The imposition of American rule in California changed the fortunes of most Californians since it gradually made them lose land, authority and power. The Treaty of Guadalupe Hidalgo ended the war between the US and Mexico and gave Californians full United States citizenship in addition to guaranteeing the natives that their property will be respected. Nevertheless, through the informality of Mexican land grants, it was not possible for natives after squatters, miners and homesteaders raided Californians lands and property.
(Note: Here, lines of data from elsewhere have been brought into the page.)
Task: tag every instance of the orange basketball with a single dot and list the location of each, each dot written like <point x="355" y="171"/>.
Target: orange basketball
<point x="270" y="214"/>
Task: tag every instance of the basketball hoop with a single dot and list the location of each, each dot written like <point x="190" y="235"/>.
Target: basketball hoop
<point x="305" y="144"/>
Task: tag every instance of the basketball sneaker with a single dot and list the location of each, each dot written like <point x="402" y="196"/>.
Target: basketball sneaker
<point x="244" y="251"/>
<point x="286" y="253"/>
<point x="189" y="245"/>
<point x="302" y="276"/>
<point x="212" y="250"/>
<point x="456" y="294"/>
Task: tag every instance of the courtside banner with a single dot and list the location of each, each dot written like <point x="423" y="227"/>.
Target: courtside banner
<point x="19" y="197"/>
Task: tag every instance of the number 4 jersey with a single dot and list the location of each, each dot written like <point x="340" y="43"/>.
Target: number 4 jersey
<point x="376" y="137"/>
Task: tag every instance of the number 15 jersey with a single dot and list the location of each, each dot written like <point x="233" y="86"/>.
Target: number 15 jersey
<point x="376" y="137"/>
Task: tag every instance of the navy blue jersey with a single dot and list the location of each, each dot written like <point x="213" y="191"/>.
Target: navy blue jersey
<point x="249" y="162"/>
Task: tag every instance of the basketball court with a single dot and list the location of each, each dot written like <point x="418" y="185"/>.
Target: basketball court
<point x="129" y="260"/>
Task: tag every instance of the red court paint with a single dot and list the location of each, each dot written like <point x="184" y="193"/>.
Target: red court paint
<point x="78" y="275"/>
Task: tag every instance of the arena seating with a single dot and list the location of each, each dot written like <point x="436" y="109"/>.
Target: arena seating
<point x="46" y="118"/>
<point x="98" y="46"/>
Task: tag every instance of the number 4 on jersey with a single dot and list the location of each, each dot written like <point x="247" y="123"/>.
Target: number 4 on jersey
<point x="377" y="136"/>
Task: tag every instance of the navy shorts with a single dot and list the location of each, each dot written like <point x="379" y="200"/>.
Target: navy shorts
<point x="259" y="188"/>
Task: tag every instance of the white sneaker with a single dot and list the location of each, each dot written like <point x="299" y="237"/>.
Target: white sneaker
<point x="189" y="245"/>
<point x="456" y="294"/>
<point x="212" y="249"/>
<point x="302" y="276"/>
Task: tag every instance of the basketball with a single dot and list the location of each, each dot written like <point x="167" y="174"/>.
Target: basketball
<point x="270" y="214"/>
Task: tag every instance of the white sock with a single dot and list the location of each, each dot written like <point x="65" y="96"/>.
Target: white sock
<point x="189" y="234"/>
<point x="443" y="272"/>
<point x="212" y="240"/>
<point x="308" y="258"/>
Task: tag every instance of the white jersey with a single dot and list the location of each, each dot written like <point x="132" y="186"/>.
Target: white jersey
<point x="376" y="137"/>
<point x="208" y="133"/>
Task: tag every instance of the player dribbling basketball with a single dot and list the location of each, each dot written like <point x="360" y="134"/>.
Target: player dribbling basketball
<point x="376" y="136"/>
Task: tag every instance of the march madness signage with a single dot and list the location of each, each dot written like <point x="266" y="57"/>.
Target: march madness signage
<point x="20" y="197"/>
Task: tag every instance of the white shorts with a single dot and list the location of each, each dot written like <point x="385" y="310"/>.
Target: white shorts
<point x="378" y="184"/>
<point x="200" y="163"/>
The ecological domino impact triggered by the California Gold Rush also affected the social development of the region. As indicated earlier, the indigenous population of California had to pay the prices of allowing immigrants and adventurers to visit the region, since they were anticipating more benefits than negativities from the mining process. Prior to the influx of the Spanish, Lora (2016) notes that native population stood at 275,000 to 300,000 people. Just sometime before the Gold Rush, the number dropped to 150,000 and by 1870, the population was estimated to be 30,000 people. One of the notable impacts of the Gold Rush was the admission of California to the Union. This made the federal government to engage in road construction within the west after the civil war.

Nevertheless, the construction interfered with the native population and territories making them to feel more devastated.
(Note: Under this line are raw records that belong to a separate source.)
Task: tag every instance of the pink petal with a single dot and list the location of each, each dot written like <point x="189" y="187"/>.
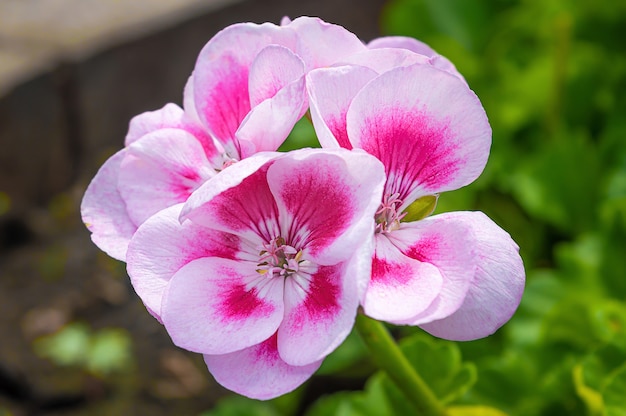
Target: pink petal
<point x="217" y="306"/>
<point x="416" y="46"/>
<point x="237" y="200"/>
<point x="268" y="124"/>
<point x="319" y="313"/>
<point x="496" y="289"/>
<point x="258" y="372"/>
<point x="326" y="200"/>
<point x="322" y="44"/>
<point x="429" y="130"/>
<point x="220" y="78"/>
<point x="172" y="116"/>
<point x="402" y="42"/>
<point x="385" y="59"/>
<point x="331" y="91"/>
<point x="162" y="245"/>
<point x="144" y="123"/>
<point x="161" y="169"/>
<point x="401" y="287"/>
<point x="104" y="212"/>
<point x="445" y="243"/>
<point x="273" y="68"/>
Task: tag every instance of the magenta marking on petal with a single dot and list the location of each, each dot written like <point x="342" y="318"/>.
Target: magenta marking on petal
<point x="391" y="274"/>
<point x="425" y="249"/>
<point x="338" y="127"/>
<point x="227" y="103"/>
<point x="268" y="350"/>
<point x="322" y="299"/>
<point x="313" y="196"/>
<point x="416" y="149"/>
<point x="248" y="206"/>
<point x="241" y="303"/>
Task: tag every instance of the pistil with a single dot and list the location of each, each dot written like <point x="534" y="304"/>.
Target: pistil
<point x="387" y="217"/>
<point x="278" y="259"/>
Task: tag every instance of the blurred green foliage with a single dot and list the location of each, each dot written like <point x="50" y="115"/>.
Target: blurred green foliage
<point x="552" y="78"/>
<point x="97" y="352"/>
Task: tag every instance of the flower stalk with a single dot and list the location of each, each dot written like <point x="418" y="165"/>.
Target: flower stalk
<point x="388" y="357"/>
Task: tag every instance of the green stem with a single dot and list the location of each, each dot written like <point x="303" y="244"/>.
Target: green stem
<point x="388" y="357"/>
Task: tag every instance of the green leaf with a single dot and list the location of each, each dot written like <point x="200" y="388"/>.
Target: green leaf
<point x="474" y="411"/>
<point x="439" y="364"/>
<point x="592" y="398"/>
<point x="421" y="208"/>
<point x="110" y="351"/>
<point x="69" y="346"/>
<point x="347" y="359"/>
<point x="614" y="392"/>
<point x="241" y="406"/>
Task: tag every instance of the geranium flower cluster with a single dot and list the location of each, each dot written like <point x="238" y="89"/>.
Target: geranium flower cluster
<point x="260" y="260"/>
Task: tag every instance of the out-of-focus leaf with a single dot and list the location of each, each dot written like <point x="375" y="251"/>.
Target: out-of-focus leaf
<point x="69" y="346"/>
<point x="110" y="350"/>
<point x="614" y="392"/>
<point x="560" y="184"/>
<point x="592" y="398"/>
<point x="439" y="364"/>
<point x="241" y="406"/>
<point x="350" y="354"/>
<point x="474" y="411"/>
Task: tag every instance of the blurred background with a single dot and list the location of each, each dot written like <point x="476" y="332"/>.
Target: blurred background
<point x="75" y="339"/>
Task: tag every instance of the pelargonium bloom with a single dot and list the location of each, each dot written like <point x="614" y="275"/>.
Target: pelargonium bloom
<point x="457" y="275"/>
<point x="263" y="268"/>
<point x="245" y="95"/>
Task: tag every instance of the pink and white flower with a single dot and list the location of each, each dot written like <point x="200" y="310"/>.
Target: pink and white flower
<point x="458" y="276"/>
<point x="262" y="269"/>
<point x="245" y="95"/>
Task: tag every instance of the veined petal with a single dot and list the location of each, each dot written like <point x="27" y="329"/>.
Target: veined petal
<point x="331" y="91"/>
<point x="258" y="372"/>
<point x="104" y="212"/>
<point x="403" y="42"/>
<point x="162" y="245"/>
<point x="320" y="309"/>
<point x="161" y="169"/>
<point x="268" y="124"/>
<point x="496" y="289"/>
<point x="217" y="306"/>
<point x="238" y="200"/>
<point x="322" y="44"/>
<point x="221" y="95"/>
<point x="326" y="200"/>
<point x="429" y="130"/>
<point x="401" y="286"/>
<point x="445" y="243"/>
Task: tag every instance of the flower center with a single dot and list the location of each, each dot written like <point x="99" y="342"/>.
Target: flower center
<point x="387" y="217"/>
<point x="278" y="259"/>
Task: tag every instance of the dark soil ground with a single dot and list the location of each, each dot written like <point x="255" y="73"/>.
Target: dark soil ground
<point x="52" y="276"/>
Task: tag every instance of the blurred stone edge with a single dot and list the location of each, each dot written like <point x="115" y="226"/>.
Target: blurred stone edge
<point x="60" y="124"/>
The Gold Rush had a drastic result in the industrialization of California, particularly due to increased number of related industries. As more foreign investors aimed at utilizing the resources found in the state entered California, mass immigration of people, especially from China, led to increased population within the region. This led to the emergence of xenophobia and racism against the people of Chinese origin. The establishment of Chinese-Expulsion Act of 1882 limited the entry of Chinese to the United States. Other notable social impacts of the Gold Rush included a sudden increase in population especially for areas where the municipal governance had no significant control. The population explosion brought about various vices such as prostitution and theft within the households and mining areas.

The industrialization of California was important for the region, but the ecology paid the greatest price. Even though during the Gold Rush, dams were used to preserve water in the state, river currents were changed and redirected. The Gold Rush led to environmental damage that still remains a challenge even today. California is much concerned about the level of mercury that emanated from gold mining, since it was used to extract gold from stones and quartz. A survey in Nevada County noted significant levels of mercury in fish that is higher than what is regarded safe for human consumption by the Environmental Protection Agency.
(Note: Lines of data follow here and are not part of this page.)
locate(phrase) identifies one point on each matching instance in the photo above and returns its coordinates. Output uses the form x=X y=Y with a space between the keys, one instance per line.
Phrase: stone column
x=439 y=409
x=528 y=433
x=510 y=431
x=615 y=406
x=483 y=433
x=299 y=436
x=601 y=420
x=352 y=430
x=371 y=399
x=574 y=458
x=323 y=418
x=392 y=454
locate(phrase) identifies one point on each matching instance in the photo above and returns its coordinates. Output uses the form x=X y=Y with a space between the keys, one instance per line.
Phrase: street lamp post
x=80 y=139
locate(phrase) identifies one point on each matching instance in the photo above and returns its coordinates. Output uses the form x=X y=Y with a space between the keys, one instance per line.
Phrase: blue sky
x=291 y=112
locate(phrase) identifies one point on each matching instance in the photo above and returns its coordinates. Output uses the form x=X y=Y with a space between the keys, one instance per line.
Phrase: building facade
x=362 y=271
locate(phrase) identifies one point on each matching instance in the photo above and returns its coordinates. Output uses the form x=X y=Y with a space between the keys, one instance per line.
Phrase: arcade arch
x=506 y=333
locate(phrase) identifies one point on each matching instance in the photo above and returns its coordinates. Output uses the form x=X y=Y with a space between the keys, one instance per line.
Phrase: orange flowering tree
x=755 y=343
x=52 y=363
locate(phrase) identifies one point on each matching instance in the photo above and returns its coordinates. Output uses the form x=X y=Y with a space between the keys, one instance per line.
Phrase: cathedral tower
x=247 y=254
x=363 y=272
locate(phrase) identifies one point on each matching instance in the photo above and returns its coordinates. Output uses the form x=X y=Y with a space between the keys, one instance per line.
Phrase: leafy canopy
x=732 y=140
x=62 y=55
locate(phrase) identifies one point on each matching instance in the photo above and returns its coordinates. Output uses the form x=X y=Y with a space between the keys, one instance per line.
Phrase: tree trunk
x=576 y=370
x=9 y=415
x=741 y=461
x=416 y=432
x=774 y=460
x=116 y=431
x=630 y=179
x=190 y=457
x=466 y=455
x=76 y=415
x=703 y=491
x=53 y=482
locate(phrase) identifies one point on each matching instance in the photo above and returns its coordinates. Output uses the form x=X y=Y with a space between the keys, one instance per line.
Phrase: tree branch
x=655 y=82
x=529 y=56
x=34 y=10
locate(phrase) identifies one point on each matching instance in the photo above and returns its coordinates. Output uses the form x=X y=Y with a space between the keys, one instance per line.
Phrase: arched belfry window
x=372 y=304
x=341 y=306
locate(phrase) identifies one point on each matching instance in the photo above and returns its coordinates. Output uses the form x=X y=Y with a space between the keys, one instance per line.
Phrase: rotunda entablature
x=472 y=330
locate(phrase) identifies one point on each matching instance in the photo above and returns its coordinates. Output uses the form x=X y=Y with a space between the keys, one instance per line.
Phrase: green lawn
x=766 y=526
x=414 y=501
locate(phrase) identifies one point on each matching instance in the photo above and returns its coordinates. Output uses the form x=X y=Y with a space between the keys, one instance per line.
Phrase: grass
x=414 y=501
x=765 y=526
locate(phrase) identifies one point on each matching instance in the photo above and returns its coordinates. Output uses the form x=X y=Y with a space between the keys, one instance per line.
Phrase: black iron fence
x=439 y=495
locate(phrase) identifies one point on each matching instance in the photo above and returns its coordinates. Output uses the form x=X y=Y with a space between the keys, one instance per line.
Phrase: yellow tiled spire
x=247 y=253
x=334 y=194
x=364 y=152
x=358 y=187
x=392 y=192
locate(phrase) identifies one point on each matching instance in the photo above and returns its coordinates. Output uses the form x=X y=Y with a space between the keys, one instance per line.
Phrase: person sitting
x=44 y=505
The Gold Rush also had negative impacts on natives since they lost their productive lands to foreigners and miners, without getting any support from the state government. Socially, gold mining led to stiff competition for social needs as the population increased, an aspect that did not only create pressure on the available land, but also it resulted in moral issues within California. Overall, there were many negative impacts that arose from the industrialization of California, however it is clear that the environment paid the greatest price.

References

  1. Andrew Isenberg. Mining California: An ecological History. New York: Hill and Wang, 2006.
  2. Brands, W. The Age of Gold: The California Gold Rush and the New American Dream. New York: Anchor Books, 2003.
  3. Goudie, Andrew. The Human Impact on the Natural Environment. Cambridge, Massachusetts: This MIT Press, 2000.
  4. Limerick, Nelson. The Gold Rush and the Shaping of the American West. California History vol. 77 (1998): 10-21.
  5. Neri Salvadori, Pasquale Commendatore, Massimo Tamberi. Geography, structural Change and Economic Development: Theory and Empirics. New York: Edward Elgar Publishing, 2014.
  6. Reeves, Keir; Frost, Lionel; Fahey, Charles. Integrating the Historiography of the Nineteenth-Century Gold Rushes. Australian Economic History Review (2000) 50 (2):13-34.